Re: [PATCH 0/3] memcg: Slow down swap allocation as the available space gets depleted

From: Michal Hocko <mhocko@kernel.org>
To: Johannes Weiner <hannes@cmpxchg.org>
Cc: Tejun Heo <tj@kernel.org>, Shakeel Butt <shakeelb@google.com>,
	Jakub Kicinski <kuba@kernel.org>,
	Andrew Morton <akpm@linux-foundation.org>,
	Linux MM <linux-mm@kvack.org>, Kernel Team <kernel-team@fb.com>,
	Chris Down <chris@chrisdown.name>,
	Cgroups <cgroups@vger.kernel.org>
Subject: Re: [PATCH 0/3] memcg: Slow down swap allocation as the available space gets depleted
Date: Wed, 29 Apr 2020 11:55:09 +0200	[thread overview]
Message-ID: <20200429095509.GY28637@dhcp22.suse.cz> (raw)
In-Reply-To: <20200428142432.GA78561@cmpxchg.org>

On Tue 28-04-20 10:24:32, Johannes Weiner wrote:
> On Fri, Apr 24, 2020 at 05:05:10PM +0200, Michal Hocko wrote:
> > On Thu 23-04-20 11:00:15, Johannes Weiner wrote:
> > > On Wed, Apr 22, 2020 at 08:49:21PM +0200, Michal Hocko wrote:
> > > > On Wed 22-04-20 13:13:28, Johannes Weiner wrote:
> > > > > On Wed, Apr 22, 2020 at 05:43:18PM +0200, Michal Hocko wrote:
> > > > > > On Wed 22-04-20 10:15:14, Johannes Weiner wrote:
> > > > > > I am also missing some information about what the user can actually do
> > > > > > about this situation and call out explicitly that the throttling is
> > > > > > not going away until the swap usage is shrunk and the kernel is not
> > > > > > capable of doing that on its own without a help from the userspace. This
> > > > > > is really different from memory.high which has means to deal with the
> > > > > > excess and shrink it down in most cases. The following would clarify it
> > > > > 
> > > > > I think we may be talking past each other. The user can do the same
> > > > > thing as in any OOM situation: wait for the kill.
> > > > 
> > > > That assumes that reaching swap.high is going to converge to the OOM
> > > > eventually. And that is far from the general case. There might be a
> > > > lot of other reclaimable memory to reclaim and stay in the current
> > > > state.
> > > 
> > > No, that's really the general case. And that's based on what users
> > > widely experience, including us at FB. When swap is full, it's over.
> > > Multiple parties have independently reached this conclusion.
> > 
> > But we are talking about two things.

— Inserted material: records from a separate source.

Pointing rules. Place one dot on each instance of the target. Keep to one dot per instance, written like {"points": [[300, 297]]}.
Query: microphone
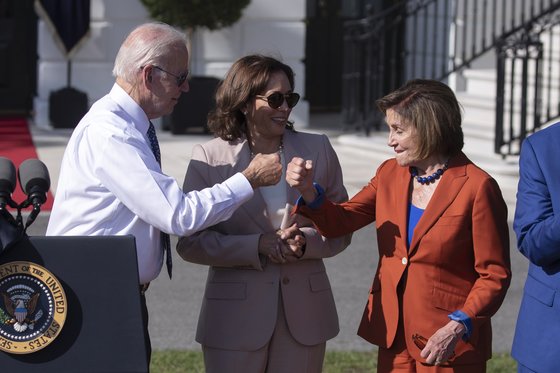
{"points": [[35, 182], [7, 186], [7, 182]]}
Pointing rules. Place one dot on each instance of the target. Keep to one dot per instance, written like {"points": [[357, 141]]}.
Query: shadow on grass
{"points": [[172, 361]]}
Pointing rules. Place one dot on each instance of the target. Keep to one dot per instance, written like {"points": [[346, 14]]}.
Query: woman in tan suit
{"points": [[268, 304], [442, 235]]}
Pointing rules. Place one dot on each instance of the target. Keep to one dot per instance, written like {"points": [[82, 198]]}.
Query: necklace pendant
{"points": [[427, 179]]}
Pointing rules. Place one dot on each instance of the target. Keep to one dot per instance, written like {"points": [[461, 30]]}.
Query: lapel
{"points": [[446, 191], [255, 208]]}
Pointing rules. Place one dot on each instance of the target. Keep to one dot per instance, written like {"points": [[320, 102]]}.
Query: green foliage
{"points": [[175, 361], [212, 14]]}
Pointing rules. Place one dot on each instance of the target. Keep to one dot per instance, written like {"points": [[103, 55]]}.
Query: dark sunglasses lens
{"points": [[275, 100], [292, 99], [181, 79]]}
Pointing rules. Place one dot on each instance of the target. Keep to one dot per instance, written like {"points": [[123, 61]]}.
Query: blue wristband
{"points": [[464, 319]]}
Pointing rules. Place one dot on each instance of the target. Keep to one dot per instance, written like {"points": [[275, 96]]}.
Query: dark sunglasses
{"points": [[420, 342], [276, 99], [180, 79]]}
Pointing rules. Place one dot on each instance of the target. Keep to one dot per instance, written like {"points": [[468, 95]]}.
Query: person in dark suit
{"points": [[537, 226], [268, 305], [442, 235]]}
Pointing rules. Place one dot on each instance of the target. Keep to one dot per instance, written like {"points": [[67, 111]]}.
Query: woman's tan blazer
{"points": [[240, 304]]}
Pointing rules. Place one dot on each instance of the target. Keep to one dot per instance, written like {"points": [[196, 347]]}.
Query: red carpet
{"points": [[16, 144]]}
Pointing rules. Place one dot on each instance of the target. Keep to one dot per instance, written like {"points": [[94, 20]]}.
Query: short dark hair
{"points": [[433, 110], [247, 77]]}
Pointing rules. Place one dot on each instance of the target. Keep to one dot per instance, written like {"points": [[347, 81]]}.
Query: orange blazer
{"points": [[458, 258]]}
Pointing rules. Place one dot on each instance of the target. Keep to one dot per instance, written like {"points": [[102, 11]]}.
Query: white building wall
{"points": [[267, 26]]}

You seem to be focusing on the full
> > swap (quota) while I am talking about swap.high which doesn't imply
> > that the quota/full swap is going to be reached soon.
> 
> Hm, I'm not quite sure I understand. swap.high is supposed to set this
> quota. It's supposed to say: the workload has now shown such an
> appetite for swap that it's unlikely to survive for much longer - draw
> out its death just long enough for userspace OOM handling.
> 
> Maybe this is our misunderstanding?

Probably. We already have a quota for swap (swap.max). Workload is not
allowed to swap out when the quota is reached. swap.high is supposed to
act as a preliminary action towards slowing down swap consumption beyond
its limit.

> It certainly doesn't make much sense to set swap.high to 0 or
> relatively low values. Should we add the above to the doc text?
> 
> > > Once the workload expands its set of *used* pages past memory.high, we
> > > are talking about indefinite slowdowns / OOM situations. Because at
> > > that point, reclaim cannot push the workload back and everything will
> > > be okay: the pages it takes off mean refaults and continued reclaim,
> > > i.e. throttling. You get slowed down either way, and whether you
> > > reclaim or sleep() is - to the workload - an accounting difference.
> > >
> > > Reclaim does NOT have the power to help the workload get better. It
> > > can only do amputations to protect the rest of the system, but it
> > > cannot reduce the number of pages the workload is trying to access.
> > 
> > Yes I do agree with you here and I believe this scenario wasn't really
> > what the dispute is about. As soon as the real working set doesn't
> > fit into the high limit and still growing then you are effectively
> > OOM and either you do handle that from the userspace or you have to
> > waaaaaaaaait for the kernel oom killer to trigger.
> > 
> > But I believe this scenario is much easier to understand because the
> > memory consumption is growing. What I find largely unintuitive from the
> > user POV is that the throttling will remain in place without a userspace
> > intervention even when there is no runaway.
> > 
> > Let me give you an example. Say you have a peak load which pushes
> > out a large part of an idle memory to swap. So much it fills up the
> > swap.high. The peak eventually finishes freeing up its resources.  The
> > swap situation remains the same because that memory is not refaulted and
> > we do not pro-actively swap in memory (aka reclaim the swap space). You
> > are left with throttling even though the overall memcg consumption is
> > really low. Kernel is currently not able to do anything about that
> > and the userspace would need to be aware of the situation to fault in
> > swapped out memory back to get a normal behavior. Do you think this
> > is something so obvious that people would keep it in mind when using
> > swap.high?
> 
> Okay, thanks for clarifying, I understand your concern now.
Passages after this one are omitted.